5 thoughts on “dotWhatever interviews Richard Lau – NamesCon Organizer

  1. Great Interview.. I love Richard’s sparkle and outlook on life which shines through.. NamesCon is going to be the biggest show period after this inaugural event. Very proud of Richard’s effort. All his thinking re: .net, compound coms, and big names in existing non-com spaces is spot-on and completely aligned with my thinking. Speaking for myself, he’s right that new G’s are really about future registrants. I don’t care if anybody capable of reading today buys one of my names. (although it would suck financially for a few years if they didn’t). This is about the kids who have nothing today, your children and future registrants. Ultimately I think greed will trump fear. These names will get taken (period) and they will only be cheap once. The resale and renewal in even also-ran spaces will be many-X above fixed low (com similar) registration prices. It’s going to be an exciting evolution and Richard is where he usually is – on the leading edge of the wave.

  2. Good luck guys!
    See you both in May.

  3. I think both Frank and Richard are as wrong as wrong can be.

    No one will want a new gtld. They are really stupid. And long. Long and stupid, bad combination. They contribute nothing. They will seriously leak traffic to the .com site and only help the .com guy. If there was such a demand for new alternatives, .museum and .travel would be in use today. Instead, they failed, along with many othgers such as .jobs, .post, .tel, .name, .biz, .mobi, .cat, .aero, and more. Why? Cuz they were too long and not needed. They add a dimension of confusion. The last thing a site owner wants is to have a confused prospect go elsewhere, probably a competitor. You really expect people to register gtlds that are twice the length, twice the price consisting of stupid words with numerous confusing derivations? Nope. Not going to happen. I think they will fizzle faster that a wet firecracker. Sad to think about the money that will be lost in the process.
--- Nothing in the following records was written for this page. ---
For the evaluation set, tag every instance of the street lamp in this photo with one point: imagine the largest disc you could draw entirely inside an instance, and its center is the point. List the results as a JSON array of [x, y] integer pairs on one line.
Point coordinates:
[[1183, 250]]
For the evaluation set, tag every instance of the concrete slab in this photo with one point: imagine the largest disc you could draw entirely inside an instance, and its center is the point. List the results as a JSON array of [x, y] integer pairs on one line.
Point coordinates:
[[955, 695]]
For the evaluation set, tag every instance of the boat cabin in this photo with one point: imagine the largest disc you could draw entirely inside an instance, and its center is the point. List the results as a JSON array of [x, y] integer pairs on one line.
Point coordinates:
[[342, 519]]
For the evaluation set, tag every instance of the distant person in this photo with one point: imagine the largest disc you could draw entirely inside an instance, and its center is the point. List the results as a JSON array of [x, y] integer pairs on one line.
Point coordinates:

    I see no benefit, no demand and no use for them. Sorry but I will not be at your gtld party, Richard. I suggest you take your profit and invest it in a good .com. After the gtld’s die(I give them all 6 months), you will be glad you did.

    Major.Fail

  4. Theodore a lot of registries would like the numbers .biz has, they will be profitable. This is just not about today like Frank said these are not for just new registrants. No 16 year old cares about .com.

  5. Huh? I think EVERY 16 year old knows the benefits of having a reputable .com name.

    They will not be interested In anything else. Just you watch.